OK, the seismicity is much shallower south than north. I pulled out the fault map to see where this is. I don't know the area but may be higher heat flow south than north, and more contraction north than south (transpression vs. transtension?). So, sure, there are probably geologic causes. A fault that is locked to a deeper depth can give off more seismic energy, everything else being the same. Probably shaking is greater in transpression than transtension (or, at least thrust shakes harded than normal). Loma Prieta hypocenter was in area with deeper seismicity before the quake than other parts of the San Andreas.

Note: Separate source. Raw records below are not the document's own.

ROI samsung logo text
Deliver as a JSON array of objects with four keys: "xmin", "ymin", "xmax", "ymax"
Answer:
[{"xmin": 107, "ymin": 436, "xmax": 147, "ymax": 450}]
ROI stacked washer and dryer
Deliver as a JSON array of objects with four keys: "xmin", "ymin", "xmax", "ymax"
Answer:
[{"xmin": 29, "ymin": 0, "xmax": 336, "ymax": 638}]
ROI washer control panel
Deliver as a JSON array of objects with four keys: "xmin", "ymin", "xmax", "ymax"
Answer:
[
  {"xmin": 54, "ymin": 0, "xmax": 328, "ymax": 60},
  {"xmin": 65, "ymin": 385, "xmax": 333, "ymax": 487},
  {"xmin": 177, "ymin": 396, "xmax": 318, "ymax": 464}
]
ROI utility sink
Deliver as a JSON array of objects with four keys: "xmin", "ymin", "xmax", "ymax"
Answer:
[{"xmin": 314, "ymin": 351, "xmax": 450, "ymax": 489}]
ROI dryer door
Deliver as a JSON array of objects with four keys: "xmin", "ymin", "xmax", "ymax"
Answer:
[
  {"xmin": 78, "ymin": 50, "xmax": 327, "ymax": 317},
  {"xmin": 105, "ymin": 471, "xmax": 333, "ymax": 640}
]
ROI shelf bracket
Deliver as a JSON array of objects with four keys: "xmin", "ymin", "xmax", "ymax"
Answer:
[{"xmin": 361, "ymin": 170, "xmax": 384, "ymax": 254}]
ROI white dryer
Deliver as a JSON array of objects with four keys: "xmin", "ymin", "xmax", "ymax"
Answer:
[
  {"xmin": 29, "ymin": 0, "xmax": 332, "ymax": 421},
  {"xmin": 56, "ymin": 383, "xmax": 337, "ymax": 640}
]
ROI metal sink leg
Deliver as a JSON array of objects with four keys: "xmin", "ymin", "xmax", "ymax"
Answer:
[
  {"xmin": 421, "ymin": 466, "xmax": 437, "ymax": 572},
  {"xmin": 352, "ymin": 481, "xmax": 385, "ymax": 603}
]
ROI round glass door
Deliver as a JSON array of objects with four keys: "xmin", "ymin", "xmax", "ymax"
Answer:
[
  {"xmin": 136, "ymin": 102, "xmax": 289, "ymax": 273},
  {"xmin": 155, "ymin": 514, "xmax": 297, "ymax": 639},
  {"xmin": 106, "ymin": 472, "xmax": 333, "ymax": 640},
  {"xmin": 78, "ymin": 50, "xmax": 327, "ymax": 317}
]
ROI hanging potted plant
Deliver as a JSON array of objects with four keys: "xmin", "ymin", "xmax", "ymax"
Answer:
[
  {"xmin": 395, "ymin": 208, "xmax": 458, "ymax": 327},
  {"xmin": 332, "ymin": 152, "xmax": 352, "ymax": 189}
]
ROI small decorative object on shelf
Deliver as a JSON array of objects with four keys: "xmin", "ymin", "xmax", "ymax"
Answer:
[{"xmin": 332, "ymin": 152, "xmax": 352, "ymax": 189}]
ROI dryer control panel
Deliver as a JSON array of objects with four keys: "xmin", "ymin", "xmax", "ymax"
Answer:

I'm not an earthquake seismologist, but I think that what you are looking for is worthwhile...although it may take 1000 years to get good at this in any one area. You could look at worldwide quakes in similar fault settings to cut down the wait time (although then it would start to be a job rather than a hobby). You could look into Google Earth and see if earthquakes can be plotted in 3D, or animated with time, on this or some other free 3D software...maybe Roger would be in to helping. This just came up yesterday ...a colleague sent HW an image from Google Earth of eastern Marmara Sea and suroundings...but it looked like the offshore Bathymetry was pasted in to a Google earth oblique view to match, using Illustrator, rather than displaying the bathymetry with Google Earth. I actually don't know what is possible, but think Google Earth can be used for such things.

In research, free is good...until it takes so long to use that time also becomes valuable.